18 USC § 1621, the federal statute criminalizing perjury and setting forth the penalties is well-known by federal prosecutors:
Whoever -- (1) having taken an oath before a competent tribunal, officer, or person, in any case in which a law of the United States authorizes an oath to be administered, that he will testify, declare, depose, or certify truly, or that any written testimony, declaration, deposition, or certificate by him subscribed, is true, willfully and contrary to such oath states or subscribes any material matter which he does not believe to be true; or (2) in any declaration, certificate, verification, or statement under penalty of perjury…willfully subscribes as true any material matter which he does not believe to be true; is guilty of perjury and shall, except as otherwise expressly provided by law, be fined under this title or imprisoned not more than five years, or both.
The U.S. Attorney’s office in New Orleans, as well as many other jurisdictions around the country, has often used the threat of perjury charges to sway defendants and witnesses in federal criminal cases to the will of prosecutors.
Backers of the tactic call it just another tool to get justice in the rough-and-tumble justice system. Detractors say it is often used as a strong-arm tactic to squeeze witnesses who otherwise have no criminal connection to a case other than usefulness to prosecutors as a means to an end.
Now, two of those same prosecutors could be facing charges of perjury following sworn testimony before a local federal judge.
U.S. District Judge Federal Judge Kurt Englehardt this week issued a lengthy response to a motion for retrial for NOPD officers convicted following the Danziger Bridge shootings. The meat of the motion by defense attorneys is the alleged misconduct within U.S. Attorney Jim Letten’s office, including reported leaks to the media and the online anonymous blogging by prosecutors Sal Perricone and Jan Mann.
In his 50-page official response to the NOPD officers’ motion, Judge Englehardt excoriated the admitted misconduct by Perricone and Mann.
“Aside from the ugly tincture they have placed on the otherwise good name of the U.S. Attorney’s Office, the Court is also concerned that the activities of Perricone and former First AUSA Mann, both of those of commission and those of omission, might also constitute prosecutable criminal conduct,” Englehardt wrote.
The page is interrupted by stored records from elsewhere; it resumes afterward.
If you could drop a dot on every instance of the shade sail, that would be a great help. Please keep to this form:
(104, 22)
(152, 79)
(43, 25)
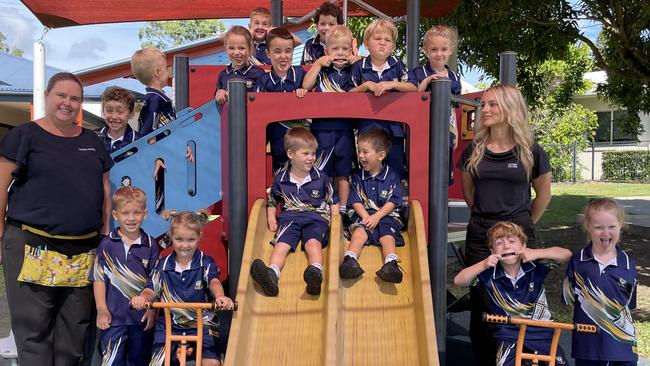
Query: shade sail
(55, 14)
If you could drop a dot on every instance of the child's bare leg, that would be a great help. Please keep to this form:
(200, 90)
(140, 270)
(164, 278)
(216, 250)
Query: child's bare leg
(343, 186)
(390, 271)
(313, 274)
(350, 267)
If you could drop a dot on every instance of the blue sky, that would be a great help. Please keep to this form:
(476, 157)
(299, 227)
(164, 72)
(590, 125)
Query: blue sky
(81, 47)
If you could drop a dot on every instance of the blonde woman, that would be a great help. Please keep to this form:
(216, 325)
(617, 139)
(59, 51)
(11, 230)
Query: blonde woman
(499, 168)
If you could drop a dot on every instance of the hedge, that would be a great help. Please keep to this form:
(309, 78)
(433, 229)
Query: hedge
(626, 165)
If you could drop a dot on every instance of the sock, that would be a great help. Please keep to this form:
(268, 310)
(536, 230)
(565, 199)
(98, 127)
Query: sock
(390, 257)
(275, 269)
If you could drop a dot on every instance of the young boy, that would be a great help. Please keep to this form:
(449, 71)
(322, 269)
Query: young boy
(305, 195)
(118, 105)
(379, 73)
(439, 42)
(376, 195)
(513, 277)
(282, 78)
(335, 137)
(149, 66)
(326, 16)
(125, 259)
(259, 25)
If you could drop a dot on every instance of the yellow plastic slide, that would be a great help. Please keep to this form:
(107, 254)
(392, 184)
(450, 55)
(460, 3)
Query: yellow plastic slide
(353, 322)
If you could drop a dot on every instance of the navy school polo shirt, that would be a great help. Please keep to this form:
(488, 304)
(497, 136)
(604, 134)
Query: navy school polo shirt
(260, 57)
(271, 82)
(420, 73)
(501, 187)
(124, 273)
(526, 299)
(251, 74)
(603, 299)
(158, 110)
(373, 192)
(313, 50)
(333, 80)
(362, 71)
(113, 145)
(311, 199)
(191, 285)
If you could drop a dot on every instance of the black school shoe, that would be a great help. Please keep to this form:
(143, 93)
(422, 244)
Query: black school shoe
(350, 268)
(265, 276)
(390, 272)
(313, 278)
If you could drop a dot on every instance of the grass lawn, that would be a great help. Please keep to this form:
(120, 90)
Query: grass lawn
(558, 227)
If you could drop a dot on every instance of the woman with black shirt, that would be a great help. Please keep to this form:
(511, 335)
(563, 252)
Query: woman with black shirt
(499, 167)
(58, 204)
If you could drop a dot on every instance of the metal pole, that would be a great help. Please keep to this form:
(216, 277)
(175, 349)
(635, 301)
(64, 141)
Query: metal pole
(237, 178)
(181, 82)
(276, 13)
(412, 33)
(508, 68)
(438, 212)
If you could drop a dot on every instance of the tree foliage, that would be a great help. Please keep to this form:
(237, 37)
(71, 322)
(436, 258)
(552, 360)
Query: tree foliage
(4, 47)
(167, 34)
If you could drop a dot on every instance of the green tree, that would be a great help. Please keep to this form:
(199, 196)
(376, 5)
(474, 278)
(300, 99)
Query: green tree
(165, 34)
(4, 47)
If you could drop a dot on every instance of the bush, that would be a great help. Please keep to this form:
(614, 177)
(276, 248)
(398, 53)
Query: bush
(626, 165)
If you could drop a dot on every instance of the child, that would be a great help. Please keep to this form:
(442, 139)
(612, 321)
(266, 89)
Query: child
(513, 276)
(601, 284)
(239, 46)
(282, 78)
(185, 275)
(376, 195)
(439, 42)
(379, 73)
(125, 259)
(335, 137)
(326, 16)
(118, 105)
(149, 66)
(304, 193)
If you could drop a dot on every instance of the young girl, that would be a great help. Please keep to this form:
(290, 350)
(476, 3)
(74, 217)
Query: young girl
(185, 275)
(601, 284)
(239, 46)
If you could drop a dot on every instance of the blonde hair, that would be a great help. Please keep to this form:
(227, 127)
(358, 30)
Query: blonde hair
(504, 229)
(144, 62)
(299, 137)
(194, 221)
(378, 26)
(339, 31)
(515, 113)
(443, 31)
(128, 194)
(602, 204)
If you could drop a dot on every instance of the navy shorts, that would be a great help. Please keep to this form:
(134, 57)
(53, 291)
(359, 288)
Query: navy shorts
(583, 362)
(210, 349)
(335, 152)
(506, 351)
(300, 229)
(387, 226)
(126, 345)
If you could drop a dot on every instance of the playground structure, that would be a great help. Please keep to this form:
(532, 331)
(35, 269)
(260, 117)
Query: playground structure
(230, 174)
(524, 323)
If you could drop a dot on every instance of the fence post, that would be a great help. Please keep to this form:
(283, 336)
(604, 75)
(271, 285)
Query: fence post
(575, 157)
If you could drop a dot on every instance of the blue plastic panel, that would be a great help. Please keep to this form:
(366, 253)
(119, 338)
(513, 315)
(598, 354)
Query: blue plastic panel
(187, 185)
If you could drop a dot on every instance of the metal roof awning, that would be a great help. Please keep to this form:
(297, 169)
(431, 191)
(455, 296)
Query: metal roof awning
(55, 14)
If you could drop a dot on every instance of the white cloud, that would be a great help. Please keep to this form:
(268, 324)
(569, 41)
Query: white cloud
(91, 48)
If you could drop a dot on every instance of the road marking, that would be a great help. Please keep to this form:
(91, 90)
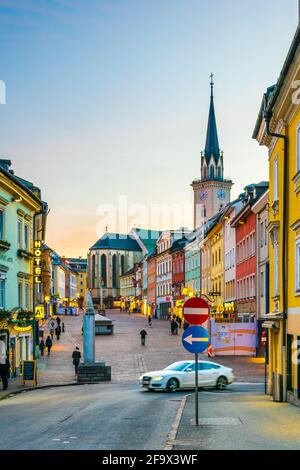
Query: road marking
(173, 433)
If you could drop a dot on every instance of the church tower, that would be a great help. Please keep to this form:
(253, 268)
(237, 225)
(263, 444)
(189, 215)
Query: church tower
(211, 190)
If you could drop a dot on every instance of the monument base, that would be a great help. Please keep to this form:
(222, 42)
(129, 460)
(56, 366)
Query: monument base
(93, 373)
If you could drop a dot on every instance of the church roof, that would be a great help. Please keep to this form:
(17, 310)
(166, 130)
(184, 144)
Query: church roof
(116, 241)
(212, 141)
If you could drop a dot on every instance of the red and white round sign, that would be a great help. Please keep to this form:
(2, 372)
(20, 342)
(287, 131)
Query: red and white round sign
(196, 311)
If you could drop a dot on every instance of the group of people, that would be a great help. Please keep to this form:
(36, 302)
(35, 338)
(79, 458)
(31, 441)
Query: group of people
(175, 323)
(49, 340)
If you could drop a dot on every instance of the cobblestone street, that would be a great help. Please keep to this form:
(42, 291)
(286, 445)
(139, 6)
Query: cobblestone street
(124, 353)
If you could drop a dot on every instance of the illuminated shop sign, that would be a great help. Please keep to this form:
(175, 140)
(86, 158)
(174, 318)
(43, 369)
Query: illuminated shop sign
(37, 262)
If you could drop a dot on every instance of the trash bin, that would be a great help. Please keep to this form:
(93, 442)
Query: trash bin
(277, 387)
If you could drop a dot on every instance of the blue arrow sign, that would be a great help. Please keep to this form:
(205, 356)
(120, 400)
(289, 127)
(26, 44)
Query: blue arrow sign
(196, 339)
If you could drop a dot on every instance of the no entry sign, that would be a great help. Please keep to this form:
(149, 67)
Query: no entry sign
(196, 311)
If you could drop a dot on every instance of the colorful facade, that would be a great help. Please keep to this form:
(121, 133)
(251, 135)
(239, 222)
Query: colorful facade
(22, 229)
(278, 128)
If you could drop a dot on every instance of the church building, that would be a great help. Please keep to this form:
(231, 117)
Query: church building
(211, 190)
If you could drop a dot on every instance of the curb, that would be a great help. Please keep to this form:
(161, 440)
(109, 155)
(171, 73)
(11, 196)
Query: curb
(43, 387)
(174, 430)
Following earlier defense motions following the revelation that Sal Perricone posted hundreds of sharply-worded online anonymous posts under several handles, Englehardt brought in Perricone for questioning under oath in October about his apparent blogging about open cases. In his order issued this week, Englehardt said he had a tough time believing that Perricone was telling the truth.
“As it stands now, it seems clear that Perricone testified falsely in at least some important respects: first of all, his statement that no one in the office was aware that he was posting was surely false,” Englehardt wrote.
The judge went on to say, “Quite simply, no one, especially this Court, could reasonably find it credible that Perricone and former First AUSA Mann, while posting under the same nola.com articles, and responding to and echoing each other’s’ posts, were unaware of the identity of the other.”
Further, Englehardt wrote that he found it “inconceivable that Perricone did not know, at the time he gave sworn testimony, that “eweman” was seated only two chairs away…in the person of Former First AUSA Mann.”
Englehardt went on to conclude that Perricone’s testimony that no one else in Jim Letten’s office knew what he was doing online “is very likely false.”
Turning his analysis to Jan Mann, the judge wrote that his concerns over Mann’s activities are even larger. Englehardt noted that as Jim Letten testified to his court that it was “the “gospel truth” that (to his knowledge) no one in his office, and then-First AUSA Mann specifically, were aware of Perricone’s postings,” Mann sat silent in the same courtroom. Englehardt also pointed out that Mann similarly sat silent during Perricone’s testimony that no one else in the office was aware of his online activity, and the judge wrote that Mann was less than truthful in correspondence with the court about the blogging scandal.
Englehardt concluded by saying Mann’s future troubles include possible violations of the rules of professional conduct for attorneys, and that she and Perricone’s alleged untruthfulness could also constitute possible “criminal activity.”
U.S. Attorney Jim Letten has repeatedly declined to comment on Englehardt’s ruling and conclusion that two of Letten’s top prosecutors were untruthful while under oath.
Meanwhile, the Judge has recommended that an outside, independent investigator be brought in to investigate the alleged misconduct surrounding the blogging scandal, as “the Court has little confidence the (DOJ Office of Professional Responsibility) will fully investigate and come to conclusions with anywhere near the efficiency and certainty offered by suitable court-appointed counsel. The Court strongly urges DOJ to do so post haste.”